I don't know that, correct. Almost every country on the planet is moving to open. Do none of them have experts?
Current deaths in Australia is 100. Current deaths in Sweden 3831. So many deaths for so little gain.
You're comparing a sparsely populated island in the southern hemisphere to a country in Europe. The difference in death has little to do with the response. Current deaths in Canada: 6031. Was Canada too economically open? Don't confuse good fortune for good policy.
The most likely deaths are suicide and domestic violence. The USA has ~45,000 suicides a year, and about 2000 domestic violence murders. Call it 3000 a month combined. Currently, nearly 100,000 people have died of coronavirus in about 2 months, so 50,000 a month. So all in all, I think it's very unlikely quarantine deaths anywhere close to coronavirus unless there's been a truly staggering uptick.

Of course, we might also note the USA has about 40,000 deaths a year from thing like traffic accidents. Quarantine should have reduced that plenty in the last two months.
I think you missed the biggest two: overdoses and neglected healthcare. My county is relatively untouched by covid, we've had like 15 deaths total. At the same time, we jumped from 10 overdose deaths a month to about 30 since we locked down. And then between the hospitals cancelling a lot of "elective" procedures and people generally avoiding the hospitals at all costs, a lot of people's health is being neglected. That's the insidiousness of the "deaths year over year" suggestion people make. Imagine an older man gets stressed over the lockdown and has chest pains that might be a heart attack, and then decides not to go to the hospital to avoid covid, and then dies of the heart attack. People would say covid caused that death, and I agree in a sense, but that doesn't help if we're trying to figure out how much caution is justified around the virus itself.

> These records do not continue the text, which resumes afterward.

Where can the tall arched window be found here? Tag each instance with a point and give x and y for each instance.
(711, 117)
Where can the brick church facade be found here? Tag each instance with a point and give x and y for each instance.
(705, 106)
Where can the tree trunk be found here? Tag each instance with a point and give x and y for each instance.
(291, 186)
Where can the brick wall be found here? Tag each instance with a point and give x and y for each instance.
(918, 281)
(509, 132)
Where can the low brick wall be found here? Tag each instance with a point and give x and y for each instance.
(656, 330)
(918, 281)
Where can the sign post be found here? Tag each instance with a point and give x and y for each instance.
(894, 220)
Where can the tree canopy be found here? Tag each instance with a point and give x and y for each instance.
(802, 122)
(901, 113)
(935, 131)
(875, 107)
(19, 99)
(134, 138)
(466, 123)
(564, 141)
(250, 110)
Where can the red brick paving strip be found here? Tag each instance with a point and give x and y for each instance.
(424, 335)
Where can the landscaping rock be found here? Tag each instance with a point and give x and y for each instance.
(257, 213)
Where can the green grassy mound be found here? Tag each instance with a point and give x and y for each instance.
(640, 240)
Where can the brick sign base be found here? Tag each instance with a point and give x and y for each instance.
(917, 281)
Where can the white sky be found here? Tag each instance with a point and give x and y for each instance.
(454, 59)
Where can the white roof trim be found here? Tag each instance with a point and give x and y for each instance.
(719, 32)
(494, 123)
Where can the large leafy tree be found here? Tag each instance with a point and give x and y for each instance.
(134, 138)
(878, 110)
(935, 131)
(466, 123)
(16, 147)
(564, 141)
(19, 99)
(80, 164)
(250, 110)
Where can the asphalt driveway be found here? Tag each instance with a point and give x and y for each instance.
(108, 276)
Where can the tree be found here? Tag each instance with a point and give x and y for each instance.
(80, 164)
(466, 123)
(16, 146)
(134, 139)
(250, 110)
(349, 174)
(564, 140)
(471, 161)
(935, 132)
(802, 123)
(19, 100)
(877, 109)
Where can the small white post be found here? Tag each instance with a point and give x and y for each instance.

Additionally, the comparison isn't covid deaths vs additional non-covid deaths, because nobody dying of covid-19 isn't an option. The comparison would be to the covid deaths actually prevented. Which, I understand, is a practically impossible analysis. But that was the whole point of those flatten the curve graphs. In theory, by avoiding overburdening of the hospitals, you prevent the majority of the preventable deaths. We might not have succeeded at that in New York City and a few other early outbreaks, but at this point it seems the hospitals everywhere are doing just fine, so it's unclear what deaths are being prevented rather than just being a delayed eventuality. I'll put it this way: it doesn't matter to the analysis if 100,000 have died and 1,000,000 deaths have been prevented if further lockdown is going to save 10 covid deaths and kill 50 more elsewhere. That the scales of the numbers are so far apart is irrelevant to the cost benefit analysis of further action.
There's no evidence it's being widely used at all here.
Other than multiple major clinical trials on it's effectiveness that are being widely criticized based on explicitly inconclusive small studies from America.